In relation to the sustainability focus of the hackathon, we calculated a rough estimate of the carbon footprint of the computations we performed.

Nucleotide Transformer: A single A100 GPU on the local high performance computing cluster was used to run inference with nucleotide transformer. The largest batch size we could use without running out of memory on this hardware was 20, and the inference time for the dataset was around 20 minutes. The total energy consumption for this exercise is estimated to be 0.2 kWh.

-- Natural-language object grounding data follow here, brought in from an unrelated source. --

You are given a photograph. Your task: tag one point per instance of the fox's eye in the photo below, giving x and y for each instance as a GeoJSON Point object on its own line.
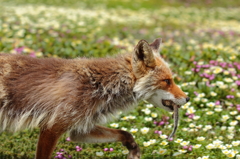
{"type": "Point", "coordinates": [168, 81]}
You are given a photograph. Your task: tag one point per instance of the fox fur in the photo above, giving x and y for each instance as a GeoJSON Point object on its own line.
{"type": "Point", "coordinates": [78, 95]}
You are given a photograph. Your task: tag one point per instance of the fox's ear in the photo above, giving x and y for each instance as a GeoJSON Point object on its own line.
{"type": "Point", "coordinates": [156, 46]}
{"type": "Point", "coordinates": [143, 57]}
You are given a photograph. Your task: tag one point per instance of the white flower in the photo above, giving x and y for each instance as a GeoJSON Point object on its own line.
{"type": "Point", "coordinates": [144, 130]}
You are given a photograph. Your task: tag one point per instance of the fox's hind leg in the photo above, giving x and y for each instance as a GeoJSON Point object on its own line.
{"type": "Point", "coordinates": [102, 134]}
{"type": "Point", "coordinates": [47, 141]}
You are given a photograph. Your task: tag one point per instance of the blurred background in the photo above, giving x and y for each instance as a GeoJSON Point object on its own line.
{"type": "Point", "coordinates": [201, 41]}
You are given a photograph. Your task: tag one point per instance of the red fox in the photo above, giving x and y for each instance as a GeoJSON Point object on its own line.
{"type": "Point", "coordinates": [79, 95]}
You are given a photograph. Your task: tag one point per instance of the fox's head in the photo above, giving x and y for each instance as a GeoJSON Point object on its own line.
{"type": "Point", "coordinates": [154, 77]}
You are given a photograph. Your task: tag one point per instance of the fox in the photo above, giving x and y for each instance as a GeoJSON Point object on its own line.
{"type": "Point", "coordinates": [80, 95]}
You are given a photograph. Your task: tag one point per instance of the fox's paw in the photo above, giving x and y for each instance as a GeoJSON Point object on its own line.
{"type": "Point", "coordinates": [134, 153]}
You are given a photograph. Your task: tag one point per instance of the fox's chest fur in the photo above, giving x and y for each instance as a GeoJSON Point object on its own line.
{"type": "Point", "coordinates": [76, 93]}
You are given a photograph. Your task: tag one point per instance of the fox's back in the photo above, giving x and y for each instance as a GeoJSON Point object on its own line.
{"type": "Point", "coordinates": [30, 90]}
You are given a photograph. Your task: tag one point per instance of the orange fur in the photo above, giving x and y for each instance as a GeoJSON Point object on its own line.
{"type": "Point", "coordinates": [77, 95]}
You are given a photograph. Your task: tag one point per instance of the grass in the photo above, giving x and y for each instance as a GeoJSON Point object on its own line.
{"type": "Point", "coordinates": [200, 41]}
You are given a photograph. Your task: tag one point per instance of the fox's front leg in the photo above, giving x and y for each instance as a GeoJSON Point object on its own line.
{"type": "Point", "coordinates": [102, 134]}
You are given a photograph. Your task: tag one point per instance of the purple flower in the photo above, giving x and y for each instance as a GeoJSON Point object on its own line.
{"type": "Point", "coordinates": [111, 149]}
{"type": "Point", "coordinates": [161, 123]}
{"type": "Point", "coordinates": [170, 139]}
{"type": "Point", "coordinates": [238, 83]}
{"type": "Point", "coordinates": [68, 139]}
{"type": "Point", "coordinates": [230, 96]}
{"type": "Point", "coordinates": [196, 93]}
{"type": "Point", "coordinates": [217, 102]}
{"type": "Point", "coordinates": [105, 149]}
{"type": "Point", "coordinates": [159, 132]}
{"type": "Point", "coordinates": [19, 50]}
{"type": "Point", "coordinates": [185, 147]}
{"type": "Point", "coordinates": [190, 149]}
{"type": "Point", "coordinates": [78, 148]}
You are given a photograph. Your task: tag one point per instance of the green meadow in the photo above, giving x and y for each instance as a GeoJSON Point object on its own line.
{"type": "Point", "coordinates": [201, 42]}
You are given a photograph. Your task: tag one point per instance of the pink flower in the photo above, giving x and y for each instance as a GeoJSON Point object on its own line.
{"type": "Point", "coordinates": [68, 139]}
{"type": "Point", "coordinates": [105, 149]}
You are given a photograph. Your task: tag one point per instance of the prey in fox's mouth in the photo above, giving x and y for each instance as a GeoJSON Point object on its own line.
{"type": "Point", "coordinates": [170, 104]}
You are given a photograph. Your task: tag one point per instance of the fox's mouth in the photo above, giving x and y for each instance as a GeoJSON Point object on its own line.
{"type": "Point", "coordinates": [169, 104]}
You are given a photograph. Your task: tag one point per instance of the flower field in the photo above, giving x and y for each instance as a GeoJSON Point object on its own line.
{"type": "Point", "coordinates": [201, 42]}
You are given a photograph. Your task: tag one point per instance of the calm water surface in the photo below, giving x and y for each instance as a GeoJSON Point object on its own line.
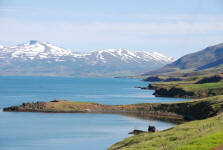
{"type": "Point", "coordinates": [48, 131]}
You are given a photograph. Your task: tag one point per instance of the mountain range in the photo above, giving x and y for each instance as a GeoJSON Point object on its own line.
{"type": "Point", "coordinates": [208, 59]}
{"type": "Point", "coordinates": [42, 58]}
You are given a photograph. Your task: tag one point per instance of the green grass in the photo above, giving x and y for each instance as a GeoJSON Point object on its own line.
{"type": "Point", "coordinates": [196, 135]}
{"type": "Point", "coordinates": [206, 86]}
{"type": "Point", "coordinates": [191, 89]}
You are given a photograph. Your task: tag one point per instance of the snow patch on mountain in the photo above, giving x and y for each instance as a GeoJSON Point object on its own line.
{"type": "Point", "coordinates": [38, 54]}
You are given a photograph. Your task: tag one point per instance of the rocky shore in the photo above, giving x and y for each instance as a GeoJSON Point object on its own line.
{"type": "Point", "coordinates": [187, 110]}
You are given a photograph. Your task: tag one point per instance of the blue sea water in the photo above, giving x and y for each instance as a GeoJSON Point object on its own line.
{"type": "Point", "coordinates": [49, 131]}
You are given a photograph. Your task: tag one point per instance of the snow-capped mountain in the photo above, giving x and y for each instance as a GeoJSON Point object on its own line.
{"type": "Point", "coordinates": [42, 58]}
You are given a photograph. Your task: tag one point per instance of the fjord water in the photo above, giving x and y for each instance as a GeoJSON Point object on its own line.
{"type": "Point", "coordinates": [39, 131]}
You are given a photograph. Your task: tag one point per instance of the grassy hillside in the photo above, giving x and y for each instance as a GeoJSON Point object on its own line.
{"type": "Point", "coordinates": [196, 135]}
{"type": "Point", "coordinates": [193, 87]}
{"type": "Point", "coordinates": [208, 58]}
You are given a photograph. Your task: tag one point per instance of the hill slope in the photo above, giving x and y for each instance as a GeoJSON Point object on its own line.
{"type": "Point", "coordinates": [209, 58]}
{"type": "Point", "coordinates": [42, 58]}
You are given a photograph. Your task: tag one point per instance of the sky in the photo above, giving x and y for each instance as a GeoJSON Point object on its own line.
{"type": "Point", "coordinates": [171, 27]}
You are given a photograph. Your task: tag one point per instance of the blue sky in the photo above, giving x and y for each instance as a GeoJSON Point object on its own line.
{"type": "Point", "coordinates": [171, 27]}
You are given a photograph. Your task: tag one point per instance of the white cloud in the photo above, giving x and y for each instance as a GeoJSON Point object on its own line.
{"type": "Point", "coordinates": [150, 33]}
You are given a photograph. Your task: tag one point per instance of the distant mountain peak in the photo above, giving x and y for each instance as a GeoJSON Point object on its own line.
{"type": "Point", "coordinates": [32, 42]}
{"type": "Point", "coordinates": [42, 58]}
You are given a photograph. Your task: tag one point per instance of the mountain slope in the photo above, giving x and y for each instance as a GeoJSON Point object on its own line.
{"type": "Point", "coordinates": [42, 58]}
{"type": "Point", "coordinates": [208, 58]}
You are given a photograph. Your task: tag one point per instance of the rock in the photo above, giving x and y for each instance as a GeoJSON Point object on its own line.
{"type": "Point", "coordinates": [210, 79]}
{"type": "Point", "coordinates": [172, 92]}
{"type": "Point", "coordinates": [54, 101]}
{"type": "Point", "coordinates": [151, 129]}
{"type": "Point", "coordinates": [136, 132]}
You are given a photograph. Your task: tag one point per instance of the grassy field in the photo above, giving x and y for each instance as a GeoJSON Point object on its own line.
{"type": "Point", "coordinates": [196, 135]}
{"type": "Point", "coordinates": [188, 88]}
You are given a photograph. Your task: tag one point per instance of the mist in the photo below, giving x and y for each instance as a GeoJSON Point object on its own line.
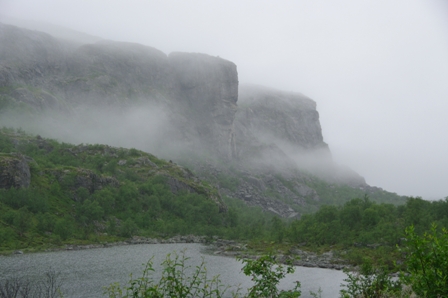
{"type": "Point", "coordinates": [377, 71]}
{"type": "Point", "coordinates": [145, 127]}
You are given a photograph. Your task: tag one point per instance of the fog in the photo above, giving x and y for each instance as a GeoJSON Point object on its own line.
{"type": "Point", "coordinates": [378, 70]}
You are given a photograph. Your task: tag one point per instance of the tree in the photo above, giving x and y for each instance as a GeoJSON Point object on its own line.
{"type": "Point", "coordinates": [426, 260]}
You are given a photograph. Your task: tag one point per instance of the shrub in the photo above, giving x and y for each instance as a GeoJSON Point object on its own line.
{"type": "Point", "coordinates": [427, 262]}
{"type": "Point", "coordinates": [177, 280]}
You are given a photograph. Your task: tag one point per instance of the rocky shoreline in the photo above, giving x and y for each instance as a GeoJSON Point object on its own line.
{"type": "Point", "coordinates": [228, 248]}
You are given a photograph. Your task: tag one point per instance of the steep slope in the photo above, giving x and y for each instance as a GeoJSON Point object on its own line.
{"type": "Point", "coordinates": [260, 145]}
{"type": "Point", "coordinates": [53, 192]}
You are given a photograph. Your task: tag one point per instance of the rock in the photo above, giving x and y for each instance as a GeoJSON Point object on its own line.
{"type": "Point", "coordinates": [14, 171]}
{"type": "Point", "coordinates": [207, 89]}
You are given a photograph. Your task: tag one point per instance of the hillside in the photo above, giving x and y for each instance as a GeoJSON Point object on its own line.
{"type": "Point", "coordinates": [260, 145]}
{"type": "Point", "coordinates": [53, 192]}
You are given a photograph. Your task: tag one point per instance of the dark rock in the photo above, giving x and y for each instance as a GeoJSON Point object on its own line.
{"type": "Point", "coordinates": [14, 171]}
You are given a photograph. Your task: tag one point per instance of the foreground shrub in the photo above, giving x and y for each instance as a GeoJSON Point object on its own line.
{"type": "Point", "coordinates": [18, 287]}
{"type": "Point", "coordinates": [426, 260]}
{"type": "Point", "coordinates": [178, 280]}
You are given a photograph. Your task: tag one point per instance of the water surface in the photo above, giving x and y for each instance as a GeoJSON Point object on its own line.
{"type": "Point", "coordinates": [86, 272]}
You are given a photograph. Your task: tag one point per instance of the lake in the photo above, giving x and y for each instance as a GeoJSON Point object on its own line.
{"type": "Point", "coordinates": [86, 272]}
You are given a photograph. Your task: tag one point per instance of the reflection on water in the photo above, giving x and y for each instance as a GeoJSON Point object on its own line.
{"type": "Point", "coordinates": [86, 272]}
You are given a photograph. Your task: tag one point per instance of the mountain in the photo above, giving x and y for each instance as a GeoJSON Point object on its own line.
{"type": "Point", "coordinates": [261, 145]}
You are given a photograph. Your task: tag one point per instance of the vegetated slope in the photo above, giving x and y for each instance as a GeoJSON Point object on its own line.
{"type": "Point", "coordinates": [260, 145]}
{"type": "Point", "coordinates": [53, 192]}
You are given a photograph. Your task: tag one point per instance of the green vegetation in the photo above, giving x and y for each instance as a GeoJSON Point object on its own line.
{"type": "Point", "coordinates": [178, 280]}
{"type": "Point", "coordinates": [424, 272]}
{"type": "Point", "coordinates": [97, 193]}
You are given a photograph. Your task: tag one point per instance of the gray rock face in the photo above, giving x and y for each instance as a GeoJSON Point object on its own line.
{"type": "Point", "coordinates": [277, 115]}
{"type": "Point", "coordinates": [14, 171]}
{"type": "Point", "coordinates": [280, 124]}
{"type": "Point", "coordinates": [87, 179]}
{"type": "Point", "coordinates": [207, 89]}
{"type": "Point", "coordinates": [198, 91]}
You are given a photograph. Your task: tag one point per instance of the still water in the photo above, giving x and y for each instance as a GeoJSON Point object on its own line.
{"type": "Point", "coordinates": [86, 272]}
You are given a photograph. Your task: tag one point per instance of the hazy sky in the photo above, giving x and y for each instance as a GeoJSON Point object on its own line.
{"type": "Point", "coordinates": [377, 69]}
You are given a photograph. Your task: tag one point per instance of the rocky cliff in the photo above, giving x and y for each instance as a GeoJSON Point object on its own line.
{"type": "Point", "coordinates": [198, 92]}
{"type": "Point", "coordinates": [254, 143]}
{"type": "Point", "coordinates": [14, 171]}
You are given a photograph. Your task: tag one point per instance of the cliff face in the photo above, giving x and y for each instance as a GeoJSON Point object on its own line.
{"type": "Point", "coordinates": [187, 101]}
{"type": "Point", "coordinates": [198, 92]}
{"type": "Point", "coordinates": [14, 171]}
{"type": "Point", "coordinates": [207, 89]}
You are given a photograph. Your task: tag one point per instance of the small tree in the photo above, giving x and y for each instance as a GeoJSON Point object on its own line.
{"type": "Point", "coordinates": [267, 274]}
{"type": "Point", "coordinates": [426, 260]}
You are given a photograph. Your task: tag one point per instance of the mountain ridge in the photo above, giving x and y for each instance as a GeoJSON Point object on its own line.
{"type": "Point", "coordinates": [177, 105]}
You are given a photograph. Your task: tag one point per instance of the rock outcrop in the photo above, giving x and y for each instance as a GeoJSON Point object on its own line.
{"type": "Point", "coordinates": [259, 131]}
{"type": "Point", "coordinates": [206, 87]}
{"type": "Point", "coordinates": [198, 92]}
{"type": "Point", "coordinates": [14, 171]}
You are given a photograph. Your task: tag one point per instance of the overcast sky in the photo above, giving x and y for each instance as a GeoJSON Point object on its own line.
{"type": "Point", "coordinates": [378, 69]}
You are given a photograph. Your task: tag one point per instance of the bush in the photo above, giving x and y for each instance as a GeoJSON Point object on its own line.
{"type": "Point", "coordinates": [370, 282]}
{"type": "Point", "coordinates": [178, 281]}
{"type": "Point", "coordinates": [427, 262]}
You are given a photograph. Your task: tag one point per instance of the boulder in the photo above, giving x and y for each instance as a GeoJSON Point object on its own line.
{"type": "Point", "coordinates": [14, 171]}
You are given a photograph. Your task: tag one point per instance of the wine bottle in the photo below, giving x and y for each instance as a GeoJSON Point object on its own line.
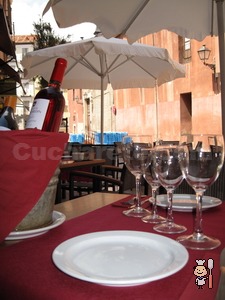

ESM3: We ran computations on ml.g5.2xlarge instances via Amazon SageMaker using an endpoint for the ESM3 hosted on their marketplace. Generating embeddings for all genes of a single species took about 10 hours. The total energy consumption for ml.g5.2xlarge was about 6.0 kWh.

MMIDAS: For training MMIDAS, we utilized the local high-performance computing (HPC), using one Tesla V100 SXM2 GPU with a 0.3 kW power rating. Training runs took 23 hours each (for mouse and human), resulting in a total energy consumption of 14.0 kWh.

Evo2: We aspired to use a more recent DNA foundation model Evo2 (Nguyen et al. 2024) for our analysis. The minimum requirements to use this model lists 2 x H100 or H200 GPUs. We used 2 hours of an ml.p5.48xlarge instance to attempt an install of Evo2 (eventually abandoned because of the high cost, and multiple independently reported issues in their code base). Using the 700W maximum power rating per H100 on this instance leads to an estimate of 11.2 kWh.

All embeddings were saved on shared storage to prevent duplicate computations by team members. Future experiments could incorporate tools like CodeCarbon to more reliably track the carbon footprint of experiments run across computing environments and devices.

Code

See the biomolvec and nautilex-esm repositories for related notebooks and scripts.

References

Dalla-Torre, Hugo, Liam Gonzalez, Javier Mendoza-Revilla, Nicolas Lopez Carranza, Adam Henryk Grzywaczewski, Francesco Oteri, Christian Dallago, et al. 2024. “Nucleotide Transformer: Building and Evaluating Robust Foundation Models for Human Genomics.” Nature Methods, 1–11.

Gala, R., N. Gouwens, Z. Yao, A. Budzillo, O. Penn, B. Tasic, G. Murphy, H. Zeng, and U. Sümbül. 2019. “A Coupled Autoencoder Approach for Multi-Modal Analysis of Cell Types.” In Advances in Neural Information Processing Systems. Vol. 32.

Hayes, Thomas, Roshan Rao, Halil Akin, Nicholas J Sofroniew, Deniz Oktay, Zeming Lin, Robert Verkuil, et al. 2025. “Simulating 500 Million Years of Evolution with a Language Model.” Science, eads0018.

Luebbert, Laura, and Lior Pachter. 2023. “Efficient Querying of Genomic Reference Databases with Gget.” Bioinformatics 39 (1): btac836.

Marghi, Yeganeh, Rohan Gala, Fahimeh Baftizadeh, and Uygar Sümbül. 2024. “Joint Inference of Discrete Cell Types and Continuous Type-Specific Variability in Single-Cell Datasets with MMIDAS.” Nature Computational Science 4 (9): 706–22.

Mi, H., A. Muruganujan, X. Huang, D. Ebert, C. Mills, X. Guo, and P. D. Thomas. 2019. “Protocol Update for Large-Scale Genome and Gene Function Analysis with the PANTHER Classification System (v. 14.0).” Nature Protocols 14 (3): 703–21.

Nguyen, Eric, Michael Poli, Matthew G. Durrant, Brian Kang, Dhruva Katrekar, David B. Li, Liam J. Bartie, et al. 2024. “Sequence Modeling and Design from Molecular to Genome Scale with Evo.” Science 386 (6723): eado9336. https://doi.org/10.1126/science.ado9336.

Radford, Alec, Jong Wook Kim, Chris Hallacy, Aditya Ramesh, Gabriel Goh, Sandhini Agarwal, Girish Sastry, et al. 2021. “Learning Transferable Visual Models from Natural Language Supervision.” In International Conference on Machine Learning, 139:8748–63. Proceedings of Machine Learning Research. PMLR.

Xie, Z., A. Bailey, M. V. Kuleshov, D. J. Clarke, J. E. Evangelista, S. L. Jenkins, A. Lachmann, et al. 2021. “Gene Set Knowledge Discovery with Enrichr.” Current Protocols, March.